Infatti, dovrà formare oggetto della valutazione del giudice, in sede di applicazione dell’art. 131 bis c.p., anche il pagamento (persino parziale) effettuato successivamente alla scadenza dei termini previsti dall’art. 13 d.lgs. n. 74 del 2000. Con la precisazione che esso, da solo considerato, non potrà ovviamente indurre a ritenere l’offesa particolarmente tenue, dovendo a tal fine essere accertata la sussistenza di tutti gli altri presupposti applicativi della causa di non punibilità di cui all’art. 131 bis c.p.
[1] Tale posizione era stata sostenuta, tra gli altri, da L. Pacifici, La particolare tenuità dell’offesa: questioni di diritto penale sostanziale, in Dir. pen. cont., 14 luglio 2015 e da T. Padovani, Un intento deflattivo dal possibile effetto boomerang, in Guida dir., n. 15/2015, p. 21; inoltre argomenti a sostegno di questa tesi erano stati sviluppati anche in due ordinanze di rimessione alle Sezioni Unite, nn. 49824 e 49825 del 3 dicembre 2015 (dep. 17/12/2015), pronunciate dalla Quarta Sezione Penale della Corte di Cassazione, in De Jure.
[2] Tale tesi - già adottata dalla Corte di Cassazione, Sez.
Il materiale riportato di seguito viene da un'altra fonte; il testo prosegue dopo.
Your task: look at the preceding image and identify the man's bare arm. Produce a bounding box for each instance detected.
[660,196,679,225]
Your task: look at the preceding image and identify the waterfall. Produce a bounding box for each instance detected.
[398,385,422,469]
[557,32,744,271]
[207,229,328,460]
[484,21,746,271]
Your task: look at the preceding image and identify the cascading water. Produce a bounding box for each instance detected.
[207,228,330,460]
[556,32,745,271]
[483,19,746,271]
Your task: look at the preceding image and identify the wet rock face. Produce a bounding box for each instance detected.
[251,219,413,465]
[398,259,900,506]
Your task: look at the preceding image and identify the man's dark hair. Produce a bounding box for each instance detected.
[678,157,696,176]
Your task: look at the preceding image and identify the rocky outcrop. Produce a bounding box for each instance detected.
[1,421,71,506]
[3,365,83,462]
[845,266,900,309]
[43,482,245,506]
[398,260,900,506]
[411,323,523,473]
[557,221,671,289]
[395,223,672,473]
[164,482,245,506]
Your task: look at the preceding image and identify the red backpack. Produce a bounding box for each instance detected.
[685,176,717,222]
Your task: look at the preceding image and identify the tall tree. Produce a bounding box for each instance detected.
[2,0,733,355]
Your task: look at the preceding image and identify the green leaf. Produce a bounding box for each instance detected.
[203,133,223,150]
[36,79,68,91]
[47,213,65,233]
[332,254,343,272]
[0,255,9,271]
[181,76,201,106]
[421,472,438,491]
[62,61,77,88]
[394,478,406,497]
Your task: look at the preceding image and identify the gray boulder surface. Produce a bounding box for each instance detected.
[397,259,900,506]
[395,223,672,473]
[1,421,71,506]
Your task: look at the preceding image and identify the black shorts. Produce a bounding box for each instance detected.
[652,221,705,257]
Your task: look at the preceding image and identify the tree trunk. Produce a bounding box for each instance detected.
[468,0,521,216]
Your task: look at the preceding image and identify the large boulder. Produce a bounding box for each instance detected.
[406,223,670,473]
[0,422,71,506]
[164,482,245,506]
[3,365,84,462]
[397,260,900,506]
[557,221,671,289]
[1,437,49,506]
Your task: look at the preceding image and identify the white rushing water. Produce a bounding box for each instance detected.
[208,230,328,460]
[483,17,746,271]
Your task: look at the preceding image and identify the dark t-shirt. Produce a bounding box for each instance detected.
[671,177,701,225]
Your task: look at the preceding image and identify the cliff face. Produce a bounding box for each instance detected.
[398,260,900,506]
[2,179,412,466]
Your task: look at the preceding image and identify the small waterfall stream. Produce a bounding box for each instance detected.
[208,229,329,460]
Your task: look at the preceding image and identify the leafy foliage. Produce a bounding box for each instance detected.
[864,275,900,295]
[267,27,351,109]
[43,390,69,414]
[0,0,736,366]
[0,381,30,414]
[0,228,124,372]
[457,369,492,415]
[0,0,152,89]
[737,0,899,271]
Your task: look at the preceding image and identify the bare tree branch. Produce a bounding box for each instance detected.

IV, n. 44132 del 9 settembre 2015 (dep. 2/11/2015), in De Jure - è stata definitivamente consacrata dalle Sezioni Unite della Corte di Cassazione con due sentenze “gemelle” nn. 13681 e 13682, pronunciate in data 25 febbraio 2016 (dep. 6/04/2016), in De Jure e, poi, costantemente seguita dalla giurisprudenza.
[3] Si fa riferimento alla sentenza n. 3256 del 14 dicembre 2020 (dep. 27/01/2021), pronunciata dalla Corte di Cassazione, Sez. III, in De Jure, nella quale, invero, si legge che <<una misura inferiore al 10%, infatti, non si manifesta di tale rilievo da soverchiare ogni altra valutazione dei criteri indicati dallo stesso art. 131-bis cod. pen.>>.
[4] Ci si riferisce, in particolare, alla sentenza n. 13681 del 25 febbraio 2016, cit., richiamata nella pronuncia in esame.
[5] Cfr. Cass., Sez. Un., nn. 13681 e 13682 del 25 febbraio 2016, cit.